Лабзин совсем не простой человек и в личном общении. Суровый до жестокости, не знающий снисхождения к человеческим слабостям и вместе с тем толкующий эти слабости только по-своему, не допуская никаких иных точек зрения, кроме его собственной. Он резок в обращении до грубости, и эта резкость истолковывается его сторонниками как проявление откровенности и прямоты, не мешающей ему, впрочем, в эти ранние годы быть угодным коронованным особам. И при всем том Лабзина действительно трудно заподозрить в неискренности мистических увлечений, стремлений к усовершенствованию духовного мира человека ценой отказа от мирских благ.
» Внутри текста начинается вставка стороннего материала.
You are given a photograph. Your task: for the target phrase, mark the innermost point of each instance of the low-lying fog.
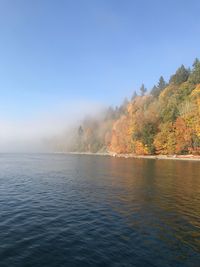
(34, 134)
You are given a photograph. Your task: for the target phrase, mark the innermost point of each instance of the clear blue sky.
(92, 50)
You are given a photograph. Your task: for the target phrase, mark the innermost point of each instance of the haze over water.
(70, 210)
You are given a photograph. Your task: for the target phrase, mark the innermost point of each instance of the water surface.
(71, 210)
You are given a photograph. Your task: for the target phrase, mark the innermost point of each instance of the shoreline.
(158, 157)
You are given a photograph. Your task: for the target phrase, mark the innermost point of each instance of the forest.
(164, 120)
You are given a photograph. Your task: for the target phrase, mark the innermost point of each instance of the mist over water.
(34, 133)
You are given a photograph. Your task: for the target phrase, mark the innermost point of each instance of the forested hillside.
(164, 121)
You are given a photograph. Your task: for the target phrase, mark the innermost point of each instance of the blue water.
(71, 210)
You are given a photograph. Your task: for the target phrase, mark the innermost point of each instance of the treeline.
(164, 121)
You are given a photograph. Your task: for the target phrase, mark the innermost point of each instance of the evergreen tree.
(195, 75)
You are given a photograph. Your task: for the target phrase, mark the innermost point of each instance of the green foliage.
(156, 90)
(167, 121)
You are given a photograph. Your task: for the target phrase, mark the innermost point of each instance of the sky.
(61, 59)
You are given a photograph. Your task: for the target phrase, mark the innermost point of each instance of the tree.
(161, 83)
(195, 75)
(143, 90)
(134, 96)
(156, 90)
(180, 76)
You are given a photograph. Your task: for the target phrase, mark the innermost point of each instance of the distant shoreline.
(159, 157)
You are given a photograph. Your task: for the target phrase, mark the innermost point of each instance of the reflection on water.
(61, 210)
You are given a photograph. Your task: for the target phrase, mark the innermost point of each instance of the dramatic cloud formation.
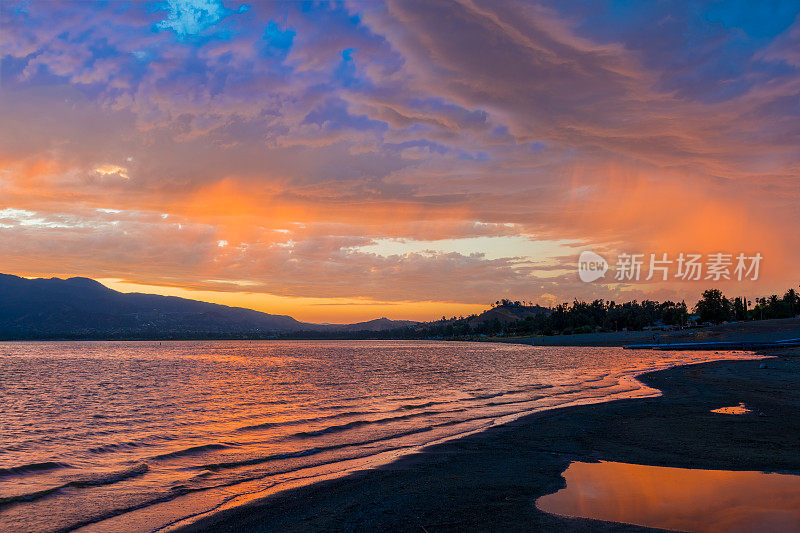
(305, 154)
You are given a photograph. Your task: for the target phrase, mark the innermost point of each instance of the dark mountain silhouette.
(84, 308)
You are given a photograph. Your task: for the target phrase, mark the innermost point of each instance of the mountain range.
(85, 308)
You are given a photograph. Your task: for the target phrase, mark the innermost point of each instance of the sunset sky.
(345, 161)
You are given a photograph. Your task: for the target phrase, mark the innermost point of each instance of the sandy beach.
(490, 481)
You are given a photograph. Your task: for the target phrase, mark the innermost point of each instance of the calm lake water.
(138, 436)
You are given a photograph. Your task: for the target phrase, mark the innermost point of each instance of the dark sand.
(489, 481)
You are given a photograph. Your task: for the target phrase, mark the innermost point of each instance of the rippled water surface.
(129, 436)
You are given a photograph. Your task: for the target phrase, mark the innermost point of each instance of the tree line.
(713, 307)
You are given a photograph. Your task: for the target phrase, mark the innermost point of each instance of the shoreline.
(491, 479)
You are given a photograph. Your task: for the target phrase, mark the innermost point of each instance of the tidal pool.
(678, 498)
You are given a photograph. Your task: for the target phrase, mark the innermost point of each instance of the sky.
(344, 161)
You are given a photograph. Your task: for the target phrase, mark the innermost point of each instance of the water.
(136, 436)
(679, 499)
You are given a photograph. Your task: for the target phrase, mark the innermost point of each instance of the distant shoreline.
(753, 331)
(490, 480)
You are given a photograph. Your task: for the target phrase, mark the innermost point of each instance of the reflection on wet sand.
(678, 498)
(740, 409)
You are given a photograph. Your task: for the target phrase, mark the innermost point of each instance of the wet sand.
(491, 480)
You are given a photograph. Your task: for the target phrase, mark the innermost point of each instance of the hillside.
(508, 313)
(84, 308)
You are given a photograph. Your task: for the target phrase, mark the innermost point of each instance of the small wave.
(267, 425)
(192, 450)
(307, 452)
(31, 468)
(513, 391)
(110, 477)
(359, 423)
(411, 406)
(92, 480)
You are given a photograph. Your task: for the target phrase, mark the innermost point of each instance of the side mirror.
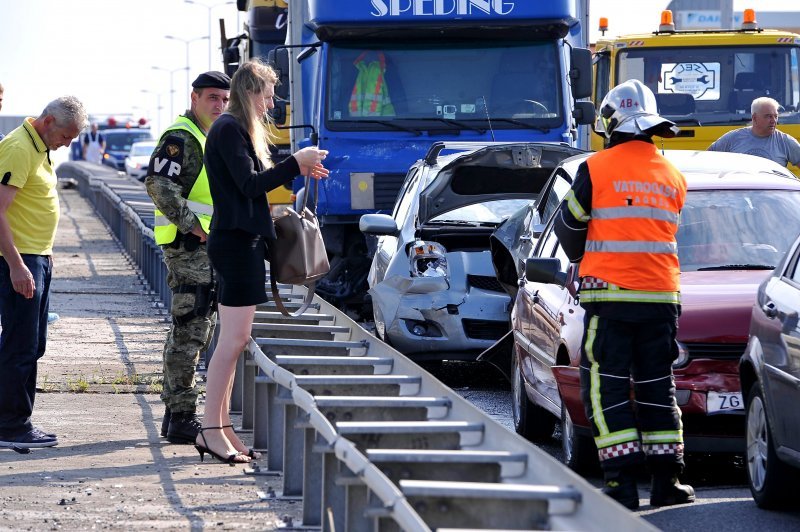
(378, 224)
(538, 270)
(584, 113)
(580, 73)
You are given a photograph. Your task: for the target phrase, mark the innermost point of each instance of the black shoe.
(623, 490)
(668, 491)
(165, 423)
(183, 428)
(232, 458)
(33, 439)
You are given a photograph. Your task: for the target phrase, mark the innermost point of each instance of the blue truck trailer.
(376, 82)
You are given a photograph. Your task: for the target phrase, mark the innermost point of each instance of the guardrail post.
(312, 480)
(293, 450)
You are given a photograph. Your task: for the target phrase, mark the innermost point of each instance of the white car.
(435, 295)
(138, 158)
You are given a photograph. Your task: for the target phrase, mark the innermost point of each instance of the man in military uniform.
(176, 181)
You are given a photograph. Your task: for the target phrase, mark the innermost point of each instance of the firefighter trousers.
(626, 426)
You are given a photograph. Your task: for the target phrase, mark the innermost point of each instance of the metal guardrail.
(367, 438)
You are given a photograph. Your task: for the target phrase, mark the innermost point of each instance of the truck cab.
(705, 80)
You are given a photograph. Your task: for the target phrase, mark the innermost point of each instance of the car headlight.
(427, 259)
(683, 355)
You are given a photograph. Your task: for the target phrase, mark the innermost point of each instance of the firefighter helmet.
(631, 107)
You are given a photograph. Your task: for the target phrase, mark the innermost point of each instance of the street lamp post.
(209, 8)
(186, 43)
(158, 107)
(171, 73)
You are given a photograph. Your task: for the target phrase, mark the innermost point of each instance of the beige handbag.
(298, 254)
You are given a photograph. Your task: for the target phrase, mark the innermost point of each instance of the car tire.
(771, 480)
(530, 421)
(579, 450)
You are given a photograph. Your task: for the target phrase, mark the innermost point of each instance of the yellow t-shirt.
(33, 215)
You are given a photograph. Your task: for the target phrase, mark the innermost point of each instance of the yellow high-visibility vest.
(199, 200)
(370, 96)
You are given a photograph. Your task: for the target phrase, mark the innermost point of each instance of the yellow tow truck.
(704, 80)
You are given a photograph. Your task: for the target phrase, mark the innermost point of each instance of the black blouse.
(238, 181)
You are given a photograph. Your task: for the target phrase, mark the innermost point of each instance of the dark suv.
(118, 145)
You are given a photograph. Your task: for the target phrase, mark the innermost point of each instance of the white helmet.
(631, 107)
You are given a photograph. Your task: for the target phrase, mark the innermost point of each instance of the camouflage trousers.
(189, 334)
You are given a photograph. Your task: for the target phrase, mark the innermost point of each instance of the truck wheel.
(580, 452)
(771, 480)
(530, 421)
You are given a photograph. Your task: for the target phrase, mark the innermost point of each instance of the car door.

Непосредственно после портретов дочерей Павла Левицкий пишет одну из своих интереснейших работ — двойной портрет супругов Митрофановых. Историки относили его к середине и даже первой половине восьмидесятых годов, но эта датировка опровергается фасонами костюмов. Наброшенная на плечи Митрофановой шаль с топкой лиственной каймой характерна для английского производства середины девяностых годов, когда в России вообще впервые появилась мода на шали. О том же времени говорит и покрой платья и прическа «а ла Титус» с мелкими кудряшками на лбу и широкой лентой — парафраз на римские мотивы.
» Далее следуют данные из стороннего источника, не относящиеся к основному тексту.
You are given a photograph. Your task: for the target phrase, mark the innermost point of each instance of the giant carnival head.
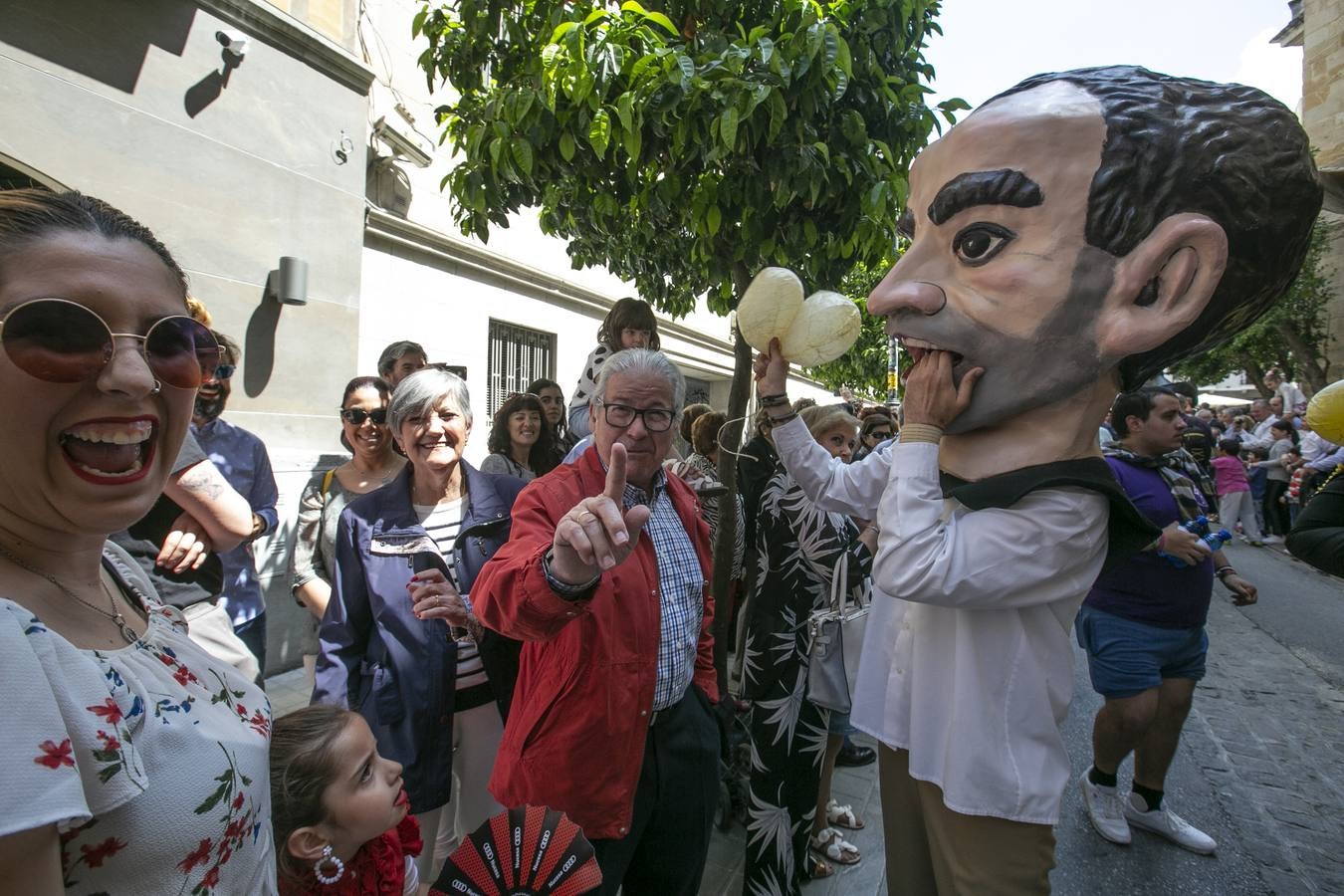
(1086, 229)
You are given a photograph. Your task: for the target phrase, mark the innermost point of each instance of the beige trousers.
(932, 849)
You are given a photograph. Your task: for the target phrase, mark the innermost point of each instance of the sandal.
(814, 869)
(840, 815)
(828, 844)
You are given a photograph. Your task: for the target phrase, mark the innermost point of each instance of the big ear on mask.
(1183, 258)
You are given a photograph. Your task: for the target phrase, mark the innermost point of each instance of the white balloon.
(769, 307)
(822, 330)
(810, 332)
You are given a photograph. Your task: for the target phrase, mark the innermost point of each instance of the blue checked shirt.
(680, 591)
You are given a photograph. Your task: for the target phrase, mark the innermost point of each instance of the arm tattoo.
(202, 484)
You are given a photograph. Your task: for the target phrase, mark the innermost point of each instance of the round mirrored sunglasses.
(61, 341)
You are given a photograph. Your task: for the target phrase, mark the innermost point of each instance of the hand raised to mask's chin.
(932, 396)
Насколько фиксированы позы в детских портретах Левицкого, настолько портрет Митрофановых производит впечатление случайно бросившегося в глаза художнику кадра. Немолодая женщина непринужденно остановилась, доброжелательно приглядываясь к художнику, ее супруг случайно вошел в кадр, заинтересованный объектом внимания жены. В этой непринужденности движения, поз есть та подсмотренная художником непосредственность человеческого поведения и чувств, к которым обращается в эти годы сентиментализм. Такими можно себе представить героев Карамзина — мыслящими, чувствующими и обращенными к окружающему миру в своем непреходящем ощущении живого контакта с ним.
Кем были эти люди, явно внутренне близкие художнику? Семейное предание готово предположить, что существовала родственная связь между ними и женой Левицкого, как всегда, ничем не доказанная. Скорее, здесь можно говорить о том круге лиц, с которыми особенно тесно сходится Левицкий после своей отставки из Академии. И не один ли это из тех портретов, которые художник писал по договоренности с Новиковым и пересылал ему по мере того, как их удавалось закончить, — загадочный заказ, тайны которого не выдал ни Новиков, ни сам портретист. «Ежели есть у него еще оконченные портреты, то он бы весьма бы утешил меня присылкою их» — из письма Новикова Лабзину от 27 марта 1798 года.